Esta investigación surge a raíz de un incidente en Sestao donde tres ciudadanos fueron detenidos. Uno de ellos, un joven de 22 años, requirió una operación testicular, y su madre fue atendida por diversas lesiones. El suceso tuvo lugar alrededor de la una de la madrugada, cuando una mujer, su hijo y un amigo cruzaban un paso de cebra.
Según el testimonio de la mujer, un coche sin identificar de la Ertzaintza pasó a gran velocidad, casi atropellándolos. La mujer golpeó la parte trasera del vehículo, y según los dos ertzainas presentes, lo hizo entre “insultos y amenazas”. Posteriormente, los agentes salieron del coche y golpearon a los ciudadanos con porras extensibles, mientras solicitaban refuerzos.

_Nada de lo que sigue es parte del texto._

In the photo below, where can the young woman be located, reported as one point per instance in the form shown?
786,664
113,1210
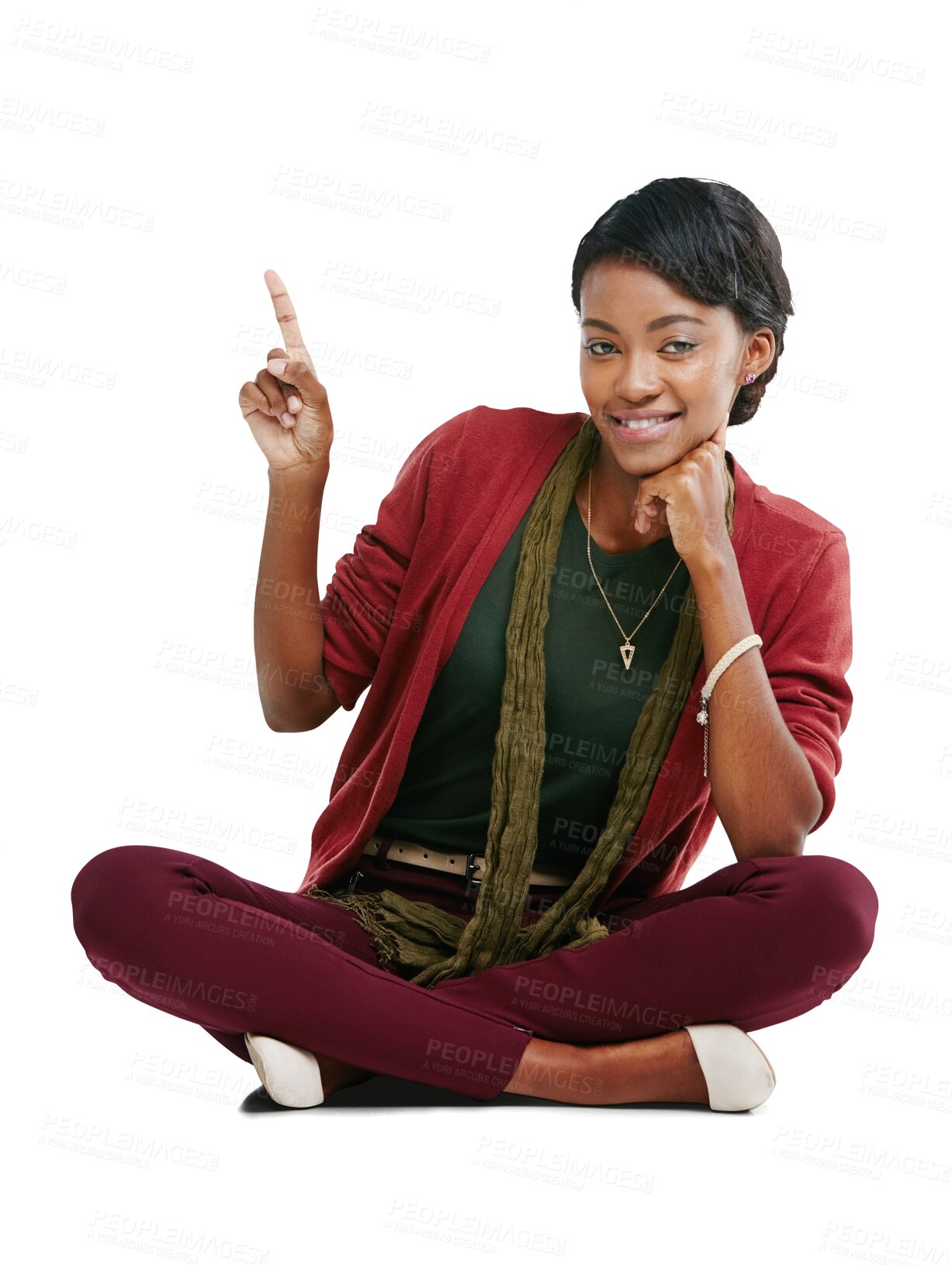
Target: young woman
544,610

Seis policías uniformados llegaron al lugar con cámaras corporales, pero según su versión, el conflicto ya había terminado.

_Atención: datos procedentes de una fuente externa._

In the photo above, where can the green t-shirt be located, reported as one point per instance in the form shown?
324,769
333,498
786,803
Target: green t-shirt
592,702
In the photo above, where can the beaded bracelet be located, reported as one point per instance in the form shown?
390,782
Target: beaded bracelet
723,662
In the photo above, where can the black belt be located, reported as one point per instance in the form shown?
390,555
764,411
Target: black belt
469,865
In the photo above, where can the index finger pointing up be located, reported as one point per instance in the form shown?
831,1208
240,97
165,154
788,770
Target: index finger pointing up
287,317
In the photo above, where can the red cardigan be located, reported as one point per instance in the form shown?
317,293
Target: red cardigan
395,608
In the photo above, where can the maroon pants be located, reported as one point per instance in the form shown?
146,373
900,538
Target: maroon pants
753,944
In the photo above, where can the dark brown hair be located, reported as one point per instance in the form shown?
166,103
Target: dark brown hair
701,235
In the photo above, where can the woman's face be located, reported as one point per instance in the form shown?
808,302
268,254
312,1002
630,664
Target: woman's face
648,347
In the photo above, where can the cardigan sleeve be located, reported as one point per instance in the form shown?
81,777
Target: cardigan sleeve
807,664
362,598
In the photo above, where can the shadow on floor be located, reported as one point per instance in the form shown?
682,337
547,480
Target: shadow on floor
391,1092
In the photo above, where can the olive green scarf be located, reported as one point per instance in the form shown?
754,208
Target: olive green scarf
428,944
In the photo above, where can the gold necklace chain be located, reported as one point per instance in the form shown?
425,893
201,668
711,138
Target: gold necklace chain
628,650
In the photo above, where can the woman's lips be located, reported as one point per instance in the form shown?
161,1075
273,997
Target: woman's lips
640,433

“"Si el acusado es policía, toda la estructura se pone de su lado."
Los policías detuvieron a los ciudadanos, quienes tuvieron que acudir a un centro médico para curar sus heridas. El joven fue operado de los testículos en el hospital, y la madre fue atendida por múltiples lesiones. Posteriormente, presentaron una denuncia. La Jefatura de Asuntos Internos se ha encargado de investigar el caso y ha abierto expedientes a los seis policías que acudieron al incidente a petición de sus compañeros, por no haber activado sus cámaras.
La Ertzaintza comenzó a utilizar cámaras corporales en 2024, tras una inversión de más de 2 millones de euros. La Instrucción Interna establece que para activar la cámara basta con hacer doble clic en el botón, y si el ertzaina que la lleva está en peligro, se activan automáticamente. Las cámaras deben utilizarse ante riesgos que puedan afectar la seguridad ciudadana, como cuando la vida o la integridad física de los agentes está en peligro, si hay posibilidad de amenazas o agresiones, cuando hay detenidos, en caso de altercados, y si hay indicios de violencia o intimidación.
Según Bingen Zupiria, entre junio de 2025 y el 18 de marzo de 2026, se han registrado siete casos en los que las cámaras no se activaron, incumpliendo la normativa interna. A los seis policías que participaron en estos incidentes se les ha abierto expediente por faltas leves.